Market Trends for Walmart
a. Market Structure
Walmart is a US
company that operates a chain of large discount department stores. It is a
public corporation which competes with other private companies in the
market. Since its incorporation, the
company has enjoyed protection from the government and this has created
abnormal profits to the company. When the government reduced some of the
barriers for entry into the industry, many firms entered and created a lot of
competition to the company. There are domestic and foreign companies which have
entered the market to share in the profits made by Walmart. To react to the
increasing competition, Walmart has opened a large number of retail stores in
the country and in other countries. It applies low pricing strategy to compete
in the market. Current technology in online retail marketing has been adopted
by the company to capture a large number of customers (Kabel, 2006).
b. Impact of new
companies entering the market
The abnormal
profits which have been enjoyed by the company have attracted many other firms
in the market. Other firms which have entered the market have created a lot of
competition to the company and this will decrease the profits made by the
company. When companies make abnormal
profits, other companies tend to enter the market, on condition that it is a
free market economy. This reduces the profits made by each firm and normal
profits prevail. As more firms enter the market, losses may be made by the
companies due to increase in competition. Walmart has experienced the effect of
other companies penetrating the market. Some of the stores which had been
opened in Germany were closed due to the high competition in the market. Germany practices an oligopoly market
structure and the firms in the market used low price strategy similar to that
of Walmart. This created intense competition and Walmart had to close some of
the stores which had been opened. Walmart has been reported to have poor
customer service delivery. This has been caused by the poor employee motivation
as well as the low remuneration packages rewarded to the employees. This has
caused the employees to perform their duties poorly.

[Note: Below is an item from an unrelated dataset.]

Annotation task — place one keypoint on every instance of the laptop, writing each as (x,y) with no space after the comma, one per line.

The increase in the number
of companies entering the market will cause the company to improve the quality
of the services delivered to the customers. Employees will have to be motivated
so that they can improve their services to the customers (Kabel, 2006).
c. Prices
Walmart uses low
pricing strategy to attract more customers. This has increased competition in
the market and many similar companies have raised alarm over the low prices
offered by the company. However, the company may be unable to decrease the
prices to a given level to the cost factors of production. With time, other
strategies will have to be adopted to increase competition in the market. When
prices cannot be decreased below a given level, firms use other marketing
strategies to compete in the market (Kabel, 2006). Some of the strategies are
increase customer loyalty, improved brand quality, improvement on the delivery
of the products to customers, changes in the mode of advertisements and product
promotion, and other strategies. In a free market economy, the firms have the
freedom to compete until the market system settles on a certain price-the
equilibrium price. At the equilibrium price, both the customers and suppliers
are satisfied. Any increase or decrease in the price will create market
instability (Knoedler Underwood, 2003).